Upon both nations in the final having been decided, online betting had seen a record number of bets for women's football, with Bloomberg News writing that no matter which team took the title, women's football would be the winner. Behind the UK and Germany, the third-most online bets for the tournament were recorded in Brazil. The tournament achieved an estimated live viewership of around 365 million globally via all channels and fan engagement on social media saw related hashtags on Twitter and TikTok reach over a billion views each, marking successful growth in international popularity of and interactive elements of women's football.
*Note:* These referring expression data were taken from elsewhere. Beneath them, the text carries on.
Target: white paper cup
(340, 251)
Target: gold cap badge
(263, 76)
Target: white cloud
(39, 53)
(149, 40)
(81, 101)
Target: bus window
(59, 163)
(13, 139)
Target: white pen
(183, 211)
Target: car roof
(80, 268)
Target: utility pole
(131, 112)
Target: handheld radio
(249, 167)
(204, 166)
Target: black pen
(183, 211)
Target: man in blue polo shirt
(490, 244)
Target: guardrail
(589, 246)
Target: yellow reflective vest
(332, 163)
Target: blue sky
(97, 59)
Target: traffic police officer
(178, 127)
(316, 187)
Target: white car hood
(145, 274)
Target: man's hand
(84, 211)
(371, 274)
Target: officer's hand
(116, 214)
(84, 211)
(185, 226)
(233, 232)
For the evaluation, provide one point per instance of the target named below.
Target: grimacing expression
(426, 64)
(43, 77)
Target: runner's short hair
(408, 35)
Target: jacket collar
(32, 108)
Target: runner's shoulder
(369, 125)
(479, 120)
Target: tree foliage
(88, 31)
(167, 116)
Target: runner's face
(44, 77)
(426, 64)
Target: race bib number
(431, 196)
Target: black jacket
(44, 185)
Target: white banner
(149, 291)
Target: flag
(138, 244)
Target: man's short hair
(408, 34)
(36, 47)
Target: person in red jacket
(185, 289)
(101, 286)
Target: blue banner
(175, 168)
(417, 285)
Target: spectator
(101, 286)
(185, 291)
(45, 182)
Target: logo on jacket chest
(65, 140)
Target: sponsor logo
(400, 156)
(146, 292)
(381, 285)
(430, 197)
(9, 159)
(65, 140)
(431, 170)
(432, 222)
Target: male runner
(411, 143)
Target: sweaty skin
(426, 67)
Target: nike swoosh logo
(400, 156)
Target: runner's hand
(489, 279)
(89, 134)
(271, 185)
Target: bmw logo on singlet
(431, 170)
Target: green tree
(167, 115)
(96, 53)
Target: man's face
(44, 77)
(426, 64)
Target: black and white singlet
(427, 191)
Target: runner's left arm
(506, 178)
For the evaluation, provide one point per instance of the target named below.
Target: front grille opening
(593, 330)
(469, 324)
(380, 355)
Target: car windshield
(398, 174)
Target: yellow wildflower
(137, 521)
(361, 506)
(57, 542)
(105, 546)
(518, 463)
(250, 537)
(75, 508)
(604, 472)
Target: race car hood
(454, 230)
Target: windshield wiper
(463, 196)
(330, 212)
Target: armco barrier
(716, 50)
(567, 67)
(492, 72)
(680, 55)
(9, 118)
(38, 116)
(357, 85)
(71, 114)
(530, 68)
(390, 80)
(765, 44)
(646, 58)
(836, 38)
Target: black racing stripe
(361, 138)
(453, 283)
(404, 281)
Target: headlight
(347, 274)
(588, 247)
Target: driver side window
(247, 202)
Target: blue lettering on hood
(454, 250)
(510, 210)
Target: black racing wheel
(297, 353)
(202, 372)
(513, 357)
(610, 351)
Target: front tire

Following the tournament, it was reported that a record 29,000 girls were set to compete in the National Cup in 2022–23, with the FA saying that England's victory was a factor in the popularity of women's football in the UK increasing so substantially afterwards. Media rights for women's football had increased by 289% compared to the previous Women's Euro.
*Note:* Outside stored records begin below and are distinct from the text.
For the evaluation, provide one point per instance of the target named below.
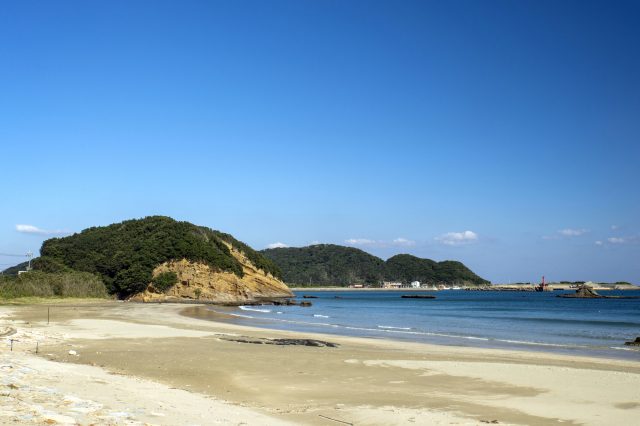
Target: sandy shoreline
(137, 364)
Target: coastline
(362, 381)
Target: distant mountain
(128, 257)
(328, 264)
(407, 268)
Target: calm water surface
(513, 320)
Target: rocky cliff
(199, 282)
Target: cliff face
(199, 282)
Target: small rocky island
(587, 292)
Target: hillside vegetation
(125, 254)
(328, 264)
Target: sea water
(512, 320)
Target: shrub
(42, 284)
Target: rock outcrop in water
(583, 292)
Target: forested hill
(328, 264)
(125, 254)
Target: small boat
(417, 296)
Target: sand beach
(128, 363)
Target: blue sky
(502, 134)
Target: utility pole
(30, 256)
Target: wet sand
(179, 348)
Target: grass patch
(37, 284)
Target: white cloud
(360, 242)
(403, 242)
(30, 229)
(458, 238)
(572, 232)
(277, 245)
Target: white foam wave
(247, 308)
(241, 316)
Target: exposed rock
(587, 292)
(633, 343)
(199, 283)
(583, 292)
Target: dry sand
(136, 364)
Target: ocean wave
(246, 308)
(241, 316)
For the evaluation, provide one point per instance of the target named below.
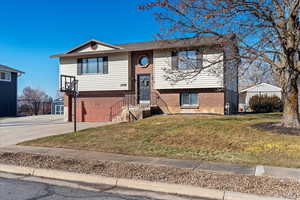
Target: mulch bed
(237, 183)
(276, 128)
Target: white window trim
(187, 105)
(9, 76)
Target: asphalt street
(18, 187)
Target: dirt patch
(275, 127)
(237, 183)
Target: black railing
(131, 100)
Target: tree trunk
(290, 101)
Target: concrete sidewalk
(18, 129)
(276, 172)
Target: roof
(150, 45)
(10, 69)
(90, 41)
(262, 87)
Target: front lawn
(200, 137)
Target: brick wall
(210, 101)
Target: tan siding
(117, 74)
(206, 79)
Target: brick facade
(210, 101)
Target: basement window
(188, 99)
(5, 76)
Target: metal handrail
(132, 100)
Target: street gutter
(177, 189)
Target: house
(110, 76)
(57, 107)
(260, 89)
(8, 88)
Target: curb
(135, 184)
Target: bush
(264, 103)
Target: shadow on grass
(275, 127)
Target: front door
(144, 88)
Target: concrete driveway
(19, 129)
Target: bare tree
(267, 31)
(34, 98)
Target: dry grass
(210, 138)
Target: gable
(92, 45)
(90, 48)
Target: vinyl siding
(206, 79)
(117, 74)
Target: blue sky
(32, 30)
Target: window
(93, 65)
(189, 99)
(5, 76)
(187, 59)
(144, 61)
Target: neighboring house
(135, 73)
(8, 88)
(58, 106)
(260, 89)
England and UEFA rolled out a legacy programme ahead of the tournament, to run through 2024, in the host cities. By August 2022, a month after the conclusion of the tournament, the number of new participants in girls' and women's football was in the tens of thousands. Before this, the number of school-age girls in England dropping out of sports primarily due to societal reasons had been at a record high. In October 2022, UEFA reported that spectators of Euro 2022 were overwhelmingly likely to watch more women's football in future, and that the tournament had equally-significantly improved perceptions of women's football. Nearly three-quarters of residents in host cities felt that Euro 2022 had brought their communities closer, and millions of pounds sterling boosted local economies. Hundreds of thousands of opportunities in grassroots football in England were created, with some people saying that watching Euro 2022 encouraged them to be more active.

Dr Rachael Bullingham of the University of Gloucestershire opined that the positive image of the tournament and its numerous openly LGBT+ players would help with awareness of LGBT+ issues in sport and encourage more sportspeople to come out, as well as improving public attitudes towards homosexuality in general.